Sir Charles Whitworth (c. 1721 – 22 August 1778) was a British politician who sat in the House of Commons for 31 years from 1747 to 1778. He was known for his expertise in statistics and finance.

Whitworth was the son of Francis Whitworth, Member of Parliament for Minehead from 1723 to 1742 and was educated at Westminster School and at Lincoln's Inn.  

Whitworth represented the constituencies of Minehead from 1747 until 1761, and Bletchingley until 1768, in which year he was knighted.

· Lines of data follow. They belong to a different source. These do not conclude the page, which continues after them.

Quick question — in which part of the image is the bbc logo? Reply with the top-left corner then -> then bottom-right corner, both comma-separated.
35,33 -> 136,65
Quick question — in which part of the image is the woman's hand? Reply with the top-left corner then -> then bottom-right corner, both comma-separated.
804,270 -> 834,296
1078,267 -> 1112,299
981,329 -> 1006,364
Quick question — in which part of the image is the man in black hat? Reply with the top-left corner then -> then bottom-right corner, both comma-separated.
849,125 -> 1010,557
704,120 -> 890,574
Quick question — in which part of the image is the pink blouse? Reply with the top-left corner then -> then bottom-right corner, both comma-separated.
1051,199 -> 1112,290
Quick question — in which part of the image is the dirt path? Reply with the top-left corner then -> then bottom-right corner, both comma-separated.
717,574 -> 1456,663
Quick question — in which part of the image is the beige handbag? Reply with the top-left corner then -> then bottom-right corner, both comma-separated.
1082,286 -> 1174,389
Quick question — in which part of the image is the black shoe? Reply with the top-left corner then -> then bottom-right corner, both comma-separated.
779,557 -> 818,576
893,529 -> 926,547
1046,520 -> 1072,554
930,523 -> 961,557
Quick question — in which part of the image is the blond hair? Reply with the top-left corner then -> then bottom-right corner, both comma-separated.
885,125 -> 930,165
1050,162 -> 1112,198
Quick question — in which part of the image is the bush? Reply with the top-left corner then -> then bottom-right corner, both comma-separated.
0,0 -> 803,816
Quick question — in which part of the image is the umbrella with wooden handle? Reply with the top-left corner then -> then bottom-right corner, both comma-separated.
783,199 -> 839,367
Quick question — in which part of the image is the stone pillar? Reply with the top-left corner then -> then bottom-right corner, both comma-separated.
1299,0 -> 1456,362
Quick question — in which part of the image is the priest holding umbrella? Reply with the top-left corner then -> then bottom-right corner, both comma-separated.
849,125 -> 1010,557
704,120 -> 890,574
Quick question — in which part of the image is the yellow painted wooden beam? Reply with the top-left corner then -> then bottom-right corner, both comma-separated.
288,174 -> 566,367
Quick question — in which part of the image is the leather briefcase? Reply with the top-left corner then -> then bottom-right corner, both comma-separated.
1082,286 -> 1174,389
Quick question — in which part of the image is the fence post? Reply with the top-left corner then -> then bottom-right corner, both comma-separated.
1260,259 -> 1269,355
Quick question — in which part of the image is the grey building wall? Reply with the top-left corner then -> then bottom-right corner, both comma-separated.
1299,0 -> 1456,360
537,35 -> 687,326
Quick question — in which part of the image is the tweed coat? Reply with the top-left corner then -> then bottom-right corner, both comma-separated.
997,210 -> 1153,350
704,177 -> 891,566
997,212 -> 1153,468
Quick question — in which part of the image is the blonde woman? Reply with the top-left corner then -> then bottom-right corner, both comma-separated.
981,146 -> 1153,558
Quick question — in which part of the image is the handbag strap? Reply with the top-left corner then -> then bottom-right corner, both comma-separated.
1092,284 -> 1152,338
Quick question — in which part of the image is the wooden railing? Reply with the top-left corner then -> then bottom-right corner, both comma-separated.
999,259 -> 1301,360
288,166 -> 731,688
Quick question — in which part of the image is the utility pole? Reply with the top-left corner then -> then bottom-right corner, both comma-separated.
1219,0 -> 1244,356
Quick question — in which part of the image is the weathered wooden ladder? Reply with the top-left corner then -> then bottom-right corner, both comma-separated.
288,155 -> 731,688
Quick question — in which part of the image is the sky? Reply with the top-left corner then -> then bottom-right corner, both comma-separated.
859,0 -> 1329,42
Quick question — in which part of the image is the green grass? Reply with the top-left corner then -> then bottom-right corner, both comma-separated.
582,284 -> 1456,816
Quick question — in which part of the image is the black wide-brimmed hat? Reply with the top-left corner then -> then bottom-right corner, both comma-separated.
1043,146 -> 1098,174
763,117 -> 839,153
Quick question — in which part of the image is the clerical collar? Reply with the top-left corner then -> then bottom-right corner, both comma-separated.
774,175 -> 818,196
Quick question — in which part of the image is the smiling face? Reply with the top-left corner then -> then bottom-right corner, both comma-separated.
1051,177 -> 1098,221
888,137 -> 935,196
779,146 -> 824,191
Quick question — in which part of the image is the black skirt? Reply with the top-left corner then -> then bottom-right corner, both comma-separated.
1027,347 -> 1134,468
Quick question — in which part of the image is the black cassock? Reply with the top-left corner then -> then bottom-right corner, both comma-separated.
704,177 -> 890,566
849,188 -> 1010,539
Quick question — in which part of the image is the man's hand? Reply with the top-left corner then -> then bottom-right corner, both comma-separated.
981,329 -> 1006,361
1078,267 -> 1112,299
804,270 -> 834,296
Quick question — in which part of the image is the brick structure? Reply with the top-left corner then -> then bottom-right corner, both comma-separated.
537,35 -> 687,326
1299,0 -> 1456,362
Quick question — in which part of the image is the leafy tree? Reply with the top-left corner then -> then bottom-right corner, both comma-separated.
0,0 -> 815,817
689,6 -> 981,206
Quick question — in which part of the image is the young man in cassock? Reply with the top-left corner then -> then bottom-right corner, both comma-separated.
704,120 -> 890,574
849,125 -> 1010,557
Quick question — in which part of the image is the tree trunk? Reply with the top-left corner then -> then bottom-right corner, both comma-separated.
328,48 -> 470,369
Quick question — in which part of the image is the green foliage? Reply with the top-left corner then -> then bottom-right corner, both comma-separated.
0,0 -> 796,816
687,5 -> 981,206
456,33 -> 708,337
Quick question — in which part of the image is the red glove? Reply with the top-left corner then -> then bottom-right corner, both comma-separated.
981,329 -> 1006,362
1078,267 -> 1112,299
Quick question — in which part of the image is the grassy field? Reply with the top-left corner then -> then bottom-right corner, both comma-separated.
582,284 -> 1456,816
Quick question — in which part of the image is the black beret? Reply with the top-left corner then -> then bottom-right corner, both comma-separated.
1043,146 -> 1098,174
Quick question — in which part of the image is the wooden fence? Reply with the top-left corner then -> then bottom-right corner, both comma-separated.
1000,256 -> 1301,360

He then represented Minehead until 1774, East Looe until 1775 and Saltash until his death in 1778. He served in the army for a short time and was made lieutenant-governor of Gravesend and Tilbury for life in 1758.   Whitworth was Chairman of Ways and Means from 1768 until his death.

The major contribution made by Sir Charles to the statistics of Great Britain consisted of the production of the first complete Balance of Trade (Visible trade) for the country together with individual commercial accounts of Great Britain and all known countries during the period 1697–1773, a major task he completed two years before his death.

Whitworth was an active early member of the Society for the Encouragement of Arts, Manufactures and Commerce in 1754.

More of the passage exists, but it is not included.